In short, the seemingly trivial problem of providing just the right number of qualified people at the right time is actually highly dynamically complex.

What You Actually Did

The company decided to complement its regular planning process, which consisted of forecasting future workforce demand through spreadsheet analyses, with a modelling approach based on system dynamics. The goals that were set by the case-study company’s management for this study were

  • to conduct a structural analysis of the existing long-term workforce planning process for service operators,

  • to provide a dynamic analysis of the existing planning policies, and

  • to construct a scenario tool to improve the existing planning policies.

To meet these requirements, the company defined the following project framework:

  1. Interviews with members of the company with all the departments involved.

  2. Participative construction of a basic system dynamics model.

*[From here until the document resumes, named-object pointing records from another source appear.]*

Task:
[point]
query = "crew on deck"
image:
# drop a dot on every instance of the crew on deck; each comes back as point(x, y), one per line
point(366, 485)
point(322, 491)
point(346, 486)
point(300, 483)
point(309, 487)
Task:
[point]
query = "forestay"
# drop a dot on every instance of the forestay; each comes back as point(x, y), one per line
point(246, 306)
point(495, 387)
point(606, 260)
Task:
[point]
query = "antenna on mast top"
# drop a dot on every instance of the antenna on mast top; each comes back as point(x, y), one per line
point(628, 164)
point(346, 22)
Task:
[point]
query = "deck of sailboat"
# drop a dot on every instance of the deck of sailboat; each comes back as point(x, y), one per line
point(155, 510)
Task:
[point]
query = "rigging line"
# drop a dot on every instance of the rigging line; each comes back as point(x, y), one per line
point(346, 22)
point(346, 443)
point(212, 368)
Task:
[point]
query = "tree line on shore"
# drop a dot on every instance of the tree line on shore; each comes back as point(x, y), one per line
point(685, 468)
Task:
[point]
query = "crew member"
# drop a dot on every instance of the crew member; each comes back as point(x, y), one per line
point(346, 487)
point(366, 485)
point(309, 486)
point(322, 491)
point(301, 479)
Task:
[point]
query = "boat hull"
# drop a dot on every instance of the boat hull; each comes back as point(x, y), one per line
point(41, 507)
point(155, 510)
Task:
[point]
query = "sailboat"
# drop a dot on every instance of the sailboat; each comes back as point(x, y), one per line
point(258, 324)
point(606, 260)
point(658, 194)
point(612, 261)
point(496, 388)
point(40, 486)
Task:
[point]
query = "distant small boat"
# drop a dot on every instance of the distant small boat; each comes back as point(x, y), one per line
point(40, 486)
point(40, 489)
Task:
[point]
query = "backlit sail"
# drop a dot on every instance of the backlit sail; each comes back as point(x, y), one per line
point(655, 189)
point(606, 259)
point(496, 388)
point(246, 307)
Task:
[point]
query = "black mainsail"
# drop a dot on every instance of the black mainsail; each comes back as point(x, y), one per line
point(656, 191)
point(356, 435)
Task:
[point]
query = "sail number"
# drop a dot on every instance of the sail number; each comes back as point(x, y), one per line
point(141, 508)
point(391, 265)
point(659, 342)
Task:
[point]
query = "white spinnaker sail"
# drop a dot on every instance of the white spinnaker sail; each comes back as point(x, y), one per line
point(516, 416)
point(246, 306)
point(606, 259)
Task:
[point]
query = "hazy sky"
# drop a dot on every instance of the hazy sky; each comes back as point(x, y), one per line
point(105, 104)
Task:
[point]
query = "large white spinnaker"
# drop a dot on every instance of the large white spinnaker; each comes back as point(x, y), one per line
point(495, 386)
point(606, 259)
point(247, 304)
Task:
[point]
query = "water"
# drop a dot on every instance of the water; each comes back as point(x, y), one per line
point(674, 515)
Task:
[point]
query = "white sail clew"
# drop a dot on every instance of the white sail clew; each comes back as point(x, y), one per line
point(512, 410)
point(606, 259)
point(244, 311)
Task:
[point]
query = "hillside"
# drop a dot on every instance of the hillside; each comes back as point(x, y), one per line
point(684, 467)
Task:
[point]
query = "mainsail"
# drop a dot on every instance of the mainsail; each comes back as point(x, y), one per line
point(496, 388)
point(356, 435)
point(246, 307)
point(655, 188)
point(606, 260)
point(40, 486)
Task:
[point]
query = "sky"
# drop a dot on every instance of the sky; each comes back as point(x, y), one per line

  3. Testing and validation of the constructed model for one service centre.

  4. Testing and validation of the model for a second service centre.

  5. Definition and evaluation of future scenarios to demonstrate the capabilities of the planning tool.

  6. Possible roll-out to all remaining service centres in Germany.

This multiphase approach highlights the fact that system dynamics-based modelling frequently is much more than a back-office modelling exercise with some expert involvement. The main reason for this approach is the necessity of building intensive involvement in the organization to foster commitment and trust in such a new approach to organizational planning. The modelling project was conducted in 2008.ed in 2008.

The Results

The modelling process involved several working sessions with a group of six to ten people. In the context of these sessions, several qualitative insights were gained:

  • There were data inconsistencies in the planning databases used by the service centres and the centralized planning department. These inconsistencies had never been laid bare, and only the rigorous character of the formal modelling approach led to a comparison of the databases in such detail that the problem could be identified.

  • The overall lead time between the request for new employees and those employees becoming operational was much longer than had been assumed. This insight also showed that the implemented planning horizon was actually not long enough, which also brought up questions about the adequacy of the existing forecast methods.

In the course of the sessions, most participants reported that the systemic representation of the planning process provided an integrative picture that had never before been accessible in the organization. They also said that the quality of the discussion in the sessions was very high and had led to interdepartmental dialogue that had not taken place before the project started.

In addition to these qualitative insights, a number of quantitative aspects of the planning process were found to be of considerable interest. One example is the dynamic consequence of the variations in the lead times of the recruitment process.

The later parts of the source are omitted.